Wszystko dobre, co się dobrze kończy, można by powiedzieć po wtorkowym przesłuchaniu Janusza Wojciechowskiego przez komisję Parlamentu Europejskiego, która ostatecznie zdecydowała się poprzeć go na stanowisko komisarza UE ds. rolnictwa. Widząc, jak dobrze wypadł we wtorek, aż trudno uwierzyć, że to ten sam polityk, który tydzień temu podczas przesłuchania zrobił na europosłach fatalne wrażenie. Wówczas uciekał od odpowiedzi, dukał po angielsku i sprawiał wrażenie nieprzygotowanego. To dlatego koordynatorzy komisji rolnictwa byli tak rozczarowani, że uznali, iż nie ma szans, by Wojciechowski objął tekę w nowej unijnej egzekutywie.
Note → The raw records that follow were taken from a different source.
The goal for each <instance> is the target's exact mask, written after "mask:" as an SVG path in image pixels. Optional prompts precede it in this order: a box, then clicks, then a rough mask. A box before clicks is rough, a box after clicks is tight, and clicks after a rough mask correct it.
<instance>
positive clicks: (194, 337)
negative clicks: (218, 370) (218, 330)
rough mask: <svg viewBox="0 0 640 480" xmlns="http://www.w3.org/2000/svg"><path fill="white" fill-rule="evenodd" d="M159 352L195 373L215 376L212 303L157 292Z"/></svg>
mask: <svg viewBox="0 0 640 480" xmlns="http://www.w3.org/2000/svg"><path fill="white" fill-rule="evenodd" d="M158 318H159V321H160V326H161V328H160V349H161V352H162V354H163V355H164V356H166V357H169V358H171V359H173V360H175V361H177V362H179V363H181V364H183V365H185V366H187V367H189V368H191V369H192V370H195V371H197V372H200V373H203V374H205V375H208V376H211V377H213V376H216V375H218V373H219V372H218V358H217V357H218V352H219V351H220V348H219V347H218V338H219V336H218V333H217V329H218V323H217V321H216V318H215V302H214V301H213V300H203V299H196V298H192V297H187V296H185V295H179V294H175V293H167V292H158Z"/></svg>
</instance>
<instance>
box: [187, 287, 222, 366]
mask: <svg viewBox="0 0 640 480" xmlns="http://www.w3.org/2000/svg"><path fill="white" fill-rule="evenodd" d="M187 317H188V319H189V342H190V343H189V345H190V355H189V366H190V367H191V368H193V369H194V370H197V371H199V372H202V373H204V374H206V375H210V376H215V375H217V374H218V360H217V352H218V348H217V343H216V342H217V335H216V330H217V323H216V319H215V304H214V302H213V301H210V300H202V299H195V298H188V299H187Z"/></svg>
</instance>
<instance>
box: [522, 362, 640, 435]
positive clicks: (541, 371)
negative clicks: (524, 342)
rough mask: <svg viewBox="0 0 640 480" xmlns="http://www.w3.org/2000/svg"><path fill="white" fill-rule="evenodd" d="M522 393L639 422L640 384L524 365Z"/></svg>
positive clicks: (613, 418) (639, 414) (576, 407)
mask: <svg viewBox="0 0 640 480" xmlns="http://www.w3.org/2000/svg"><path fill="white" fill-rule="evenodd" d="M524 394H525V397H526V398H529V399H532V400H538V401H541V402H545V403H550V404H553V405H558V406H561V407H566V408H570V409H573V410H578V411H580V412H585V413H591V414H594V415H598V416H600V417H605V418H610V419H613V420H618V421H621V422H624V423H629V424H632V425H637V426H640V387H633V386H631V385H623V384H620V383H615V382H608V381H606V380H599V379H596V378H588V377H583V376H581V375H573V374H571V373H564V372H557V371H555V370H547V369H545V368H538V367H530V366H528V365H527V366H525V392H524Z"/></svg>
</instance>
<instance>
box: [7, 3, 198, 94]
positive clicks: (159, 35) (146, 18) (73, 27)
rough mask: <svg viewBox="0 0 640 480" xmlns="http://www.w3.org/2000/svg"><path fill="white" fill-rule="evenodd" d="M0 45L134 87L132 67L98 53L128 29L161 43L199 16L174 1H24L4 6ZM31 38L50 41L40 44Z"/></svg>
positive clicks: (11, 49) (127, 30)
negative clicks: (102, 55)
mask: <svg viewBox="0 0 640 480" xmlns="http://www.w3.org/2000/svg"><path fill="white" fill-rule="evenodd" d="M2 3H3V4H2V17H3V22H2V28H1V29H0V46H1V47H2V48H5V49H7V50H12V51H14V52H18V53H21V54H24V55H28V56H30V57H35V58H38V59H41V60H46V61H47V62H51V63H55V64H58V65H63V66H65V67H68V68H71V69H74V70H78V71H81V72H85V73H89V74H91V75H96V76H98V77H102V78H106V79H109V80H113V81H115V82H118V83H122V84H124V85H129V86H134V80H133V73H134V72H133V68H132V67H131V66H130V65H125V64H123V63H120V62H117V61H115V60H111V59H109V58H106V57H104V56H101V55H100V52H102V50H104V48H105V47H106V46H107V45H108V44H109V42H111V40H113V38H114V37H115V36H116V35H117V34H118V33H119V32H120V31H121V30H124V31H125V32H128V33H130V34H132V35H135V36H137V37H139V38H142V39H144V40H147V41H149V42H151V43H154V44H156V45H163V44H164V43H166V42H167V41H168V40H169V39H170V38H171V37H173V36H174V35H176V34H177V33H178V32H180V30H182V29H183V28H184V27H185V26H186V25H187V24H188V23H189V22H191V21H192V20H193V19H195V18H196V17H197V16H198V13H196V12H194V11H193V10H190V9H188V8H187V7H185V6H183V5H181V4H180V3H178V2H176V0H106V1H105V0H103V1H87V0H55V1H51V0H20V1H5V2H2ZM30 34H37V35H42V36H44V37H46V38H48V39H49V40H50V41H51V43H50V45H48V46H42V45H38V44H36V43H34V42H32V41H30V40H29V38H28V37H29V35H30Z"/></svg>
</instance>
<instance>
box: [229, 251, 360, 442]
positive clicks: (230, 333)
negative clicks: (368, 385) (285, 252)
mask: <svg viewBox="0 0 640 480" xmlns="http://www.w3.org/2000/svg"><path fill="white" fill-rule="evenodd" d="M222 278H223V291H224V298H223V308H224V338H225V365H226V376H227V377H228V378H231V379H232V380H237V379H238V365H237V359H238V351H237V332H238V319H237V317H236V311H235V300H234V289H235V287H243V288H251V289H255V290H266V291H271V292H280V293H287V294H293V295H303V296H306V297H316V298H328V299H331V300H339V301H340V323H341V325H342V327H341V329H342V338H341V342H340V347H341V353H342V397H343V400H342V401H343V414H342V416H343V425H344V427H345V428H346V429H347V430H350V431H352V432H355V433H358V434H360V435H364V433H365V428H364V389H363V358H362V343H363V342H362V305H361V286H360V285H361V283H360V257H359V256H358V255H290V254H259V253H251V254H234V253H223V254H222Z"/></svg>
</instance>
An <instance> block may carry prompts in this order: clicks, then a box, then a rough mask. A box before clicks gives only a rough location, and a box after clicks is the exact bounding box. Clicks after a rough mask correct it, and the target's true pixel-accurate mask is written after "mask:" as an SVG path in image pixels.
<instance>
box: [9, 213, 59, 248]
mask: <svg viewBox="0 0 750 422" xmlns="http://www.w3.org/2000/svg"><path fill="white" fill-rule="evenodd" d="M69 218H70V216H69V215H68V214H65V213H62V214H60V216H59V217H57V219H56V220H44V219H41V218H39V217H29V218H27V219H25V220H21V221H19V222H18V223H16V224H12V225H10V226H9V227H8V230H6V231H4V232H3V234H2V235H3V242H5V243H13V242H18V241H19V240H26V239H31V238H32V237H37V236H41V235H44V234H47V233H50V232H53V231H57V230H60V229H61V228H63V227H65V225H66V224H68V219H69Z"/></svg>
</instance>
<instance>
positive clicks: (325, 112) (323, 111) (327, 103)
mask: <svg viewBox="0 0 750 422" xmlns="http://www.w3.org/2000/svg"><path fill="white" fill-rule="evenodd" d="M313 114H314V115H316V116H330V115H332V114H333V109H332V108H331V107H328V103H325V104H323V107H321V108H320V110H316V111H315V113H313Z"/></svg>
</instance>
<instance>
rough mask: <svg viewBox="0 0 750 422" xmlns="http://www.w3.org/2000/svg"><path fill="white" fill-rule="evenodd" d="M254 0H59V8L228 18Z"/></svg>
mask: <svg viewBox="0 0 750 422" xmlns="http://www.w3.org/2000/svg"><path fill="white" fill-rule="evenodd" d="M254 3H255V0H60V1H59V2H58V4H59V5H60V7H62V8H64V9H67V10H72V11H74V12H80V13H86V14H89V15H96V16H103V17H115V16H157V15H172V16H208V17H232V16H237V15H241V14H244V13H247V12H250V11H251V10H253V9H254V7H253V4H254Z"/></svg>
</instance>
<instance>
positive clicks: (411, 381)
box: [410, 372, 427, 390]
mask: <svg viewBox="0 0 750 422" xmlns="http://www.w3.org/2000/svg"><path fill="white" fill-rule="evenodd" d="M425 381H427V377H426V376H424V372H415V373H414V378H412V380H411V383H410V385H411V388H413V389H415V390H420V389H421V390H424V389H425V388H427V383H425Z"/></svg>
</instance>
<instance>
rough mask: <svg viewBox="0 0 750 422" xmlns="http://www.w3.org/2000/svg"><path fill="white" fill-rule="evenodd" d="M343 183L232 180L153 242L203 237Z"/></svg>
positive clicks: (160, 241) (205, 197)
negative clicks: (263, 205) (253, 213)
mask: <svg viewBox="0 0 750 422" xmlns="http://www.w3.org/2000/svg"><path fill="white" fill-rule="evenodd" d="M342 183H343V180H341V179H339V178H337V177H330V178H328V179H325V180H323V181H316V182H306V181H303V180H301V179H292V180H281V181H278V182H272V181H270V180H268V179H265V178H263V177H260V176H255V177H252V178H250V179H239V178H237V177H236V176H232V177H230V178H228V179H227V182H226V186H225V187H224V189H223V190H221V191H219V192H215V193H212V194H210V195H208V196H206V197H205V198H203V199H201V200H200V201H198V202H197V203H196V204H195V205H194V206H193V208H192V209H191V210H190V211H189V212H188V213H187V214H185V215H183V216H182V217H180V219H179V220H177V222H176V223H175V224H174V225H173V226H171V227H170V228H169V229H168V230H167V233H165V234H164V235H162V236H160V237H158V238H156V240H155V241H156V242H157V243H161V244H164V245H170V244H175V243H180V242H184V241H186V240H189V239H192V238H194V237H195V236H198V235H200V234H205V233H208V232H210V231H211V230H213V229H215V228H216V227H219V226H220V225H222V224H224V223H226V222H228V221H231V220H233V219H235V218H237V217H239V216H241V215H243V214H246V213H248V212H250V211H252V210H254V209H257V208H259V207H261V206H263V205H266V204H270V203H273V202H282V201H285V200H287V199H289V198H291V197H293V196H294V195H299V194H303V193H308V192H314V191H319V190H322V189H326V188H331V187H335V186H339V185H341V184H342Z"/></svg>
Jak widać, groźba podziałała. Z naszych informacji wynika, że Wojciechowski był mocno naciskany przez polski rząd, by dobrze się przygotował i nie dawał pretekstu do jakiegokolwiek konfliktu z Brukselą, który mógłby sprawić PiS kłopoty przed wyborami parlamentarnymi. Nietrudno też zgadnąć, że jednocześnie trwały zabiegi dyplomatyczne dotyczące łagodzenia napięć między Brukselą a Warszawą w ogóle. Nie jest tajemnicą, że premier Mateusz Morawiecki jest w stałym kontakcie z nową szefową Komisji Europejskiej Ursulą von der Leyen. Obu stronom zależy na tym, by raczej rozwiązywać problemy, niż dokładać nowe (szczególnie że istnieje już między nimi rozbieżność w ocenie zmian w polskim systemie sądownictwa).

Dowiedz się więcej: Janusz Wojciechowski z teką komisarza

Kilka państw zmuszono wcześniej do zmiany kandydatów na komisarzy. Zresztą Wojciechowski też był drugim nazwiskiem z Polski – jako pierwszego oficjalnie zgłoszono Krzysztofa Szczerskiego. Zapewne europosłowie z komisji rolnictwa znaleźli się pod politycznym naciskiem, by – jeśli nie dojdzie do jakiejś kompromitacji w czasie przesłuchania – nie upokarzać naszego kraju i nie odrzucać kolejnego kandydata. Na szczęście zrozumiał to sam Wojciechowski, który w zgodnej opinii obserwatorów był tym razem dobrze przygotowany, odpowiadał na pytania rzeczowo, a przede wszystkim mówił po polsku, dzięki czemu wyrażał się precyzyjnie i nie uciekał w ogólniki.

Nowemu komisarzowi, obejmującemu tekę ważną nie tylko dla naszego rolnictwa, ale też dla Francuzów i Niemców, trzeba pogratulować. Warto jednak zapytać: czy nie mógł się dobrze przygotować tydzień temu i oszczędzić sobie i Polsce trzech rund przesłuchań?